I went with friends to see a movie tonight. I have no idea what critics had to say about it, but I say some people in Hollywood are finally getting somethings right. This is the type of movie critics love to hate. It is a schmaltzy story about a family with two dying children and the crusade the father mounts to save them. It delivers a great commentary on orphan drugs. The drugs that are very expensive to make and do not have a large market (perhaps 10,000 world wide).
Perhaps I found this film interesting and relevant because I worked in the medical field for thirty plus years. During that time I was able to follow the development of equipment and medications that could only be found in science fiction. Just think, the eradication of polio, measles, small pox, hemeolytic disease of the newborn, the ability to produce clean drugs with bacteria in just the last forty years. I found the behind the scenes bickering of cost effectiveness versus life saving treatment fascinating because I have been exposed to both sides. Perhaps I enjoyed this film because I had a household with two electric wheel chairs. My husband was a paraplegic with two rotator cuff injuries and my eldest son had Duchesne muscular dystrophy. The movie didn't dwell on the havoc electric chairs driven by two active people can cause in houses and cars, but it did hit the nail on the head with the emotional havoc a debilitating or deadly disease can cause in a family. My son, like the father in the film, would search the Internet constantly looking for inroads in research. He was thrilled when the gene governing Duchesne was found and was frustrated when research stalled at a genetic fix or even a possibility of stopping the progression of the disease. He was very blessed in that he could get around independently in his wheel chair. Occasionally we would get a call that his batteries had died at the mall or the theater and to come get him. He was a great movie buff and his ambition was to direct movies. He would have been good, but his life ended at age twenty six due to complications of pneumonia. It was only the second time he was treated in a hospital. At the time of his death, he was considered and old man in terms of surviving dystrophy. The average life span was fifteen years.

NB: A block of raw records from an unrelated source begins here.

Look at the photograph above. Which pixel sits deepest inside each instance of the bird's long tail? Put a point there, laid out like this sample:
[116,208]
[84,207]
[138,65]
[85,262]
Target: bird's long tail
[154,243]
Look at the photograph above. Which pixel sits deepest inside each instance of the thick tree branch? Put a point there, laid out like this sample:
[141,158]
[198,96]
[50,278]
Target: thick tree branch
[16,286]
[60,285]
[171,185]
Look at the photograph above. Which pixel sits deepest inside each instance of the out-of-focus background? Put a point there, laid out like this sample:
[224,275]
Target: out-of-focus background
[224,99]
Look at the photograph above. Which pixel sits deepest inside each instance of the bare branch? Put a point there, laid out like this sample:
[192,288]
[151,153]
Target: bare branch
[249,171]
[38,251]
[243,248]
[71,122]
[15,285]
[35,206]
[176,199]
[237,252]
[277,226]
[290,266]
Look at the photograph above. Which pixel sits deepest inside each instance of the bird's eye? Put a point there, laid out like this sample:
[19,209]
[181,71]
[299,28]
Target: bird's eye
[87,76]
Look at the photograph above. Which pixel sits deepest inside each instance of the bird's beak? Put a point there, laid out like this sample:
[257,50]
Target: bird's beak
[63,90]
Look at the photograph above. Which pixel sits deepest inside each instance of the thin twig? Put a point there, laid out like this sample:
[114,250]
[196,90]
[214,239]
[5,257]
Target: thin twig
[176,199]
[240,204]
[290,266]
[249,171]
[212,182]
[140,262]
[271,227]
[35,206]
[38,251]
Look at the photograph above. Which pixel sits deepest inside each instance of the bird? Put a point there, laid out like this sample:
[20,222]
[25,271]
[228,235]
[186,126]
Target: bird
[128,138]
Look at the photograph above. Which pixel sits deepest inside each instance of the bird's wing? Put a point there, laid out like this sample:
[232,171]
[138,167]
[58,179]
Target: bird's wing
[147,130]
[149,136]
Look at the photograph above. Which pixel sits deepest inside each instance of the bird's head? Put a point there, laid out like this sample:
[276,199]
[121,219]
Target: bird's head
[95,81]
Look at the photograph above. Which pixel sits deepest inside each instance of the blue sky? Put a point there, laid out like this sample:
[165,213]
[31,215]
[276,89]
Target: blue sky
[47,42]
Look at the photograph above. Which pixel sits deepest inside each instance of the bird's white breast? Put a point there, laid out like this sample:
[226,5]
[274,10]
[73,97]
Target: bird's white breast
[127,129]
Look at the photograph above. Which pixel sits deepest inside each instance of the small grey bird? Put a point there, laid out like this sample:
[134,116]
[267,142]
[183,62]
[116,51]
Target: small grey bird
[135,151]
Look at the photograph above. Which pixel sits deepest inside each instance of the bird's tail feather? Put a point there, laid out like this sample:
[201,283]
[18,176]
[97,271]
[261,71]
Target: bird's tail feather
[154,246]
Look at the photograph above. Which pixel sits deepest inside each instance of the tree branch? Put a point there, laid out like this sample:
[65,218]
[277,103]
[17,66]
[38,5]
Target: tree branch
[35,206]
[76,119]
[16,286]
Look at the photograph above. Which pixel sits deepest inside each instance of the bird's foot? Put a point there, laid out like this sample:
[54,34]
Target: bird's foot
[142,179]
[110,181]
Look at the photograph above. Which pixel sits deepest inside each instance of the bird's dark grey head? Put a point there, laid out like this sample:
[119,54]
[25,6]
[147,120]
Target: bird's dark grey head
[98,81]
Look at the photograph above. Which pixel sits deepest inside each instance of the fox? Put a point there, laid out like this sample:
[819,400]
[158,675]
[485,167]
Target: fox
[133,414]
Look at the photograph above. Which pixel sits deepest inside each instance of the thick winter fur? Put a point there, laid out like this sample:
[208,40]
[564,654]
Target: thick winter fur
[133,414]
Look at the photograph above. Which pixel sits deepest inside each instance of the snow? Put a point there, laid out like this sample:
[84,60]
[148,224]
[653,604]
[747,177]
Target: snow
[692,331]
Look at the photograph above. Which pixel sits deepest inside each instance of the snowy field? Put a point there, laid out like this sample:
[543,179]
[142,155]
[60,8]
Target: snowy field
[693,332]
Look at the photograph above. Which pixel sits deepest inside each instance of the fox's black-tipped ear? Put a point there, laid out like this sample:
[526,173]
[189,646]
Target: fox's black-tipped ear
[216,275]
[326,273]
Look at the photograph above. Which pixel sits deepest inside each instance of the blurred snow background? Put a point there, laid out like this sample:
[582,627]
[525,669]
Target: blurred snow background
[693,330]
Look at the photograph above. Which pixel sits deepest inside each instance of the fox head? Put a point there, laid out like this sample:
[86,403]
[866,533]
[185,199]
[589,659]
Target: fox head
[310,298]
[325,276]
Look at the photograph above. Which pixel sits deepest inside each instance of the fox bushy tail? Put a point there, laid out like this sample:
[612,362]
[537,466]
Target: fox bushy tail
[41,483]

Sure there was artistic license taken when the expected life spans were exaggerated but no matter how long or short a time one has a child, the loss is still devastating. Different people succumb to diseases in different time periods and different ways. Stephen Hawking is the premier example of longevity with any form of dystrophy. Think of the number of Hawkings that we have probably lost to these insidious diseases. Thank heaven that I am not a movie critic and do not have to dwell on the acting, writing, directing or casting of a movie. I just have to dwell on the message it is delivering, and this one has a great message.
The movie is Extraordinary Measures. If you have read the critics and are reluctant to spend money to see it in a theater, be sure and rent it when it is released as a video. By the way, I read the critics after I wrote my blog and applied my standard fare. If they like the movie, I generally do not see it. If they do not like the movie, I can't get to a theater fast enough to view it.